Scientists at Harvard University have created a colony of robots that mimic self-organized systems in nature. Their 1,000 robots — dubbed collectively as the “kilobot” — is the largest self-organizing group of robots ever created. Previously, researchers had only used up to 100. This was accomplished by simplifying the designs of the robots to include only their essential qualities. Navigating together on three stick-legs with two vibrating motors, the individual machines communicate with each other via infrared light, LEDs in changing colors and ambient light censors. ArsTechnica explains:
No GPS-like system was available for them to know their location in the environment. Instead, robots had to form a virtual coordinate system using communication with, and measured distances to, neighbors. Manual manipulations of individual robots had to be minimal; imagine pressing the “on/off” button on 1,024 robots. The robots also needed to be easy to charge and reprogram. Charging was initiated by sandwiching all the robots between two conductive surfaces. Reprogramming was done wirelessly through an overhead controller that would send information to all robots about experiments to run.
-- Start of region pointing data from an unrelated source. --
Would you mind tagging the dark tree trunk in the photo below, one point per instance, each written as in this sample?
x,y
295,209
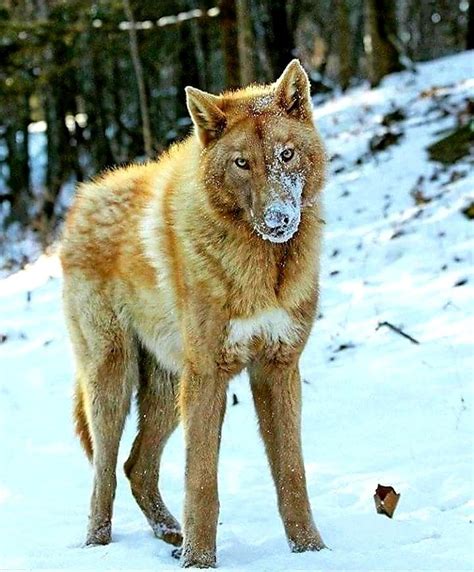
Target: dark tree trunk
x,y
18,182
280,40
229,42
344,38
381,45
246,40
470,27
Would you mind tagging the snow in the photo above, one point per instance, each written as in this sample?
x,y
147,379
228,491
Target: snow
x,y
377,407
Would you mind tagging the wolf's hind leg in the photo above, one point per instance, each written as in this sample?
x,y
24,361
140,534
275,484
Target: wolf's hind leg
x,y
157,420
109,384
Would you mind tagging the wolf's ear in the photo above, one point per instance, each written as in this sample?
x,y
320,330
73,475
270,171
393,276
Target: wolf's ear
x,y
207,117
292,91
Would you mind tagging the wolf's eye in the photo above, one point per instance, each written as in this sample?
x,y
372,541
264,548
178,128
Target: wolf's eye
x,y
287,154
242,163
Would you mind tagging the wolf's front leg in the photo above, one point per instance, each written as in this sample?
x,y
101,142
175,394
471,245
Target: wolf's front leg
x,y
202,403
276,389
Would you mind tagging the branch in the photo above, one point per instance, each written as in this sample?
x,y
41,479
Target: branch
x,y
398,331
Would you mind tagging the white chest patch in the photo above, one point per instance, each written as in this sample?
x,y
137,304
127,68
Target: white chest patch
x,y
272,325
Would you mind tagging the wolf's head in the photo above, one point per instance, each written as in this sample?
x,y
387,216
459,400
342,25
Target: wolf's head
x,y
262,160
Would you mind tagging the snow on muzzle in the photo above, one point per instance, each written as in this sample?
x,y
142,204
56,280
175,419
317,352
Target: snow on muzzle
x,y
280,221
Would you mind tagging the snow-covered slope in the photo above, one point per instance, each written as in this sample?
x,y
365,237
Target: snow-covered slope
x,y
378,408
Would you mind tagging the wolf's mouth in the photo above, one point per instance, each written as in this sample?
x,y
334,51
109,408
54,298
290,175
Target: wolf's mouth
x,y
277,235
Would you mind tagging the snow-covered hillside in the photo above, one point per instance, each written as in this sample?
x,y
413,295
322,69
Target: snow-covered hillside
x,y
378,407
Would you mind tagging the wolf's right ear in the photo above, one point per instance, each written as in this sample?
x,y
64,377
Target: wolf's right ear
x,y
207,117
Only very limited “seed robots” are used to send messages to the majority of the rest. The seed bots give the others coordinates which indicate how far they are from where they need to be. Then, they form an edge and follow it, layering themselves to create the final shape.
A method for avoiding accidents was programmed into the algorithm, allowing the robots to rely issues to each other. The algorithm also allowed for some flexibility, so the swarm wouldn’t get caught up if one robot didn’t end up in the exact right placement. Using these techniques, the kilobot formed itself into shapes like a starfish and the letter “K.”